Les dernières attaques israéliennes sur Gaza, en apparence au nom d'un simple soldat, rappellent les commentaires de l'extrémiste Rabbin Yaacov Perrin, dans son éloge pour le colon Juif Américain Baruch Goldstein, qui, en 1994 a abattu 27 Palestiniens qui priaient dans le Tombeau des Patriarches, une partie de la mosquée Ibrahimi à Hébron.
"Un million d'Arabes", avouait Perrin, "n'a pas plus de valeur que l'ongle d'un Juif".

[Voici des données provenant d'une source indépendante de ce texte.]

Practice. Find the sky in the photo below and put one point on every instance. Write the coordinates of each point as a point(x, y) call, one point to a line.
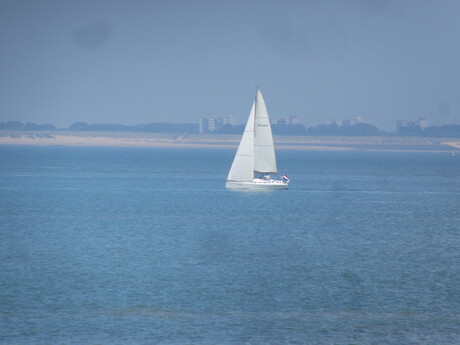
point(133, 62)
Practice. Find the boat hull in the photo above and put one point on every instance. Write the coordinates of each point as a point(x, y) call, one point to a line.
point(257, 184)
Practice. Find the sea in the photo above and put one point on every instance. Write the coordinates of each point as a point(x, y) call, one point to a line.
point(117, 245)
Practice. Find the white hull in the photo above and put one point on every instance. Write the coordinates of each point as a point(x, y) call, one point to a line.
point(257, 184)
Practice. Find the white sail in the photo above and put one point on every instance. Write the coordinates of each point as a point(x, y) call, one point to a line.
point(264, 150)
point(243, 164)
point(256, 154)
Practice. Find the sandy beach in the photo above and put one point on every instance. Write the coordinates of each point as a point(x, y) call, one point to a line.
point(136, 139)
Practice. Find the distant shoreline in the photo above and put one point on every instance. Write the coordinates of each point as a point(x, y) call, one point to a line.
point(136, 139)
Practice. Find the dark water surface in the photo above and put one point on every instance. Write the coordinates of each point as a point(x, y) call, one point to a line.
point(145, 246)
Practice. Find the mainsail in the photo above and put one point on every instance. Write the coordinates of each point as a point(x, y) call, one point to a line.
point(256, 152)
point(264, 150)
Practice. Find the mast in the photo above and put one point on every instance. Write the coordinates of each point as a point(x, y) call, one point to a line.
point(264, 149)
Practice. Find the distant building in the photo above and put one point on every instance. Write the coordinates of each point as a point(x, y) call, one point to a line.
point(284, 122)
point(212, 124)
point(420, 123)
point(346, 122)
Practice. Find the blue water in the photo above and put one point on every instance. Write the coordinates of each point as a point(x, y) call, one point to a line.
point(145, 246)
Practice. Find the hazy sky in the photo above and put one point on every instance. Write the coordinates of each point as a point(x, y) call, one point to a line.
point(133, 62)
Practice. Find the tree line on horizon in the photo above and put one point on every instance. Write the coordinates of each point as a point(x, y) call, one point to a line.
point(359, 129)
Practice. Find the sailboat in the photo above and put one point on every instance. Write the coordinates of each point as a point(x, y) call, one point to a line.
point(255, 158)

Les Israéliens, aussi, sont un peuple traumatisé, et les actions actuelles d'Israël sont menées en partie par une détermination dure, née de l'holocauste, pour "ne plus jamais être des moutons que l'on mène à l'abattoir."

Mais si le "plus jamais" conduit la politique de représailles, peu de personnes semblent noter que les représailles elles-mêmes sont complètement disproportionnées face à la provocation : pour chaque roquette Qassam qui tombe habituellement sans danger et loin de sa cible, des dizaines, parfois des centaines de bombes pleuvent avec une puissance bien plus destructice sur les Palestiniens.

Pour un soldat disparu, un million et demi de Gazéens souffrent. Aujourd'hui, la politique d'Israël est un cas de "Plus que jamais" devenu fou.

L'ironie est que, au lieu d'aider à construire un havre sûr qu'ils ont cherché depuis tellement longtemps, le gouvernement israélien, tout comme les États-Unis en Irak, sème seulement les graines pour plus de haine et de colère.


NOTES :

Sandy Tolan est l'auteur de "The Lemon Tree: An Arab, a Jew, and the Heart of the Middle East" ("Le Citronnier : Un Arabe, un Juif, et le Coeur du Moyen-Orient") (Bloomsbury, 2006).
Il dirige le projet sur le Reportage International à l'Ecole Supérieure du Journalisme à l'université de Californie-Berkeley. Il a réalisé des dizaines de documentaires pour la Radio Publique Nationale, a effectué des reportages au Moyen-Orient depuis 1994, et dans une vingtaine de pays au cours des 25 dernières années.
Il a également servi de consultant en matière d'histoire orale au Musée du Mémorial de l'Holocauste aux États-Unis.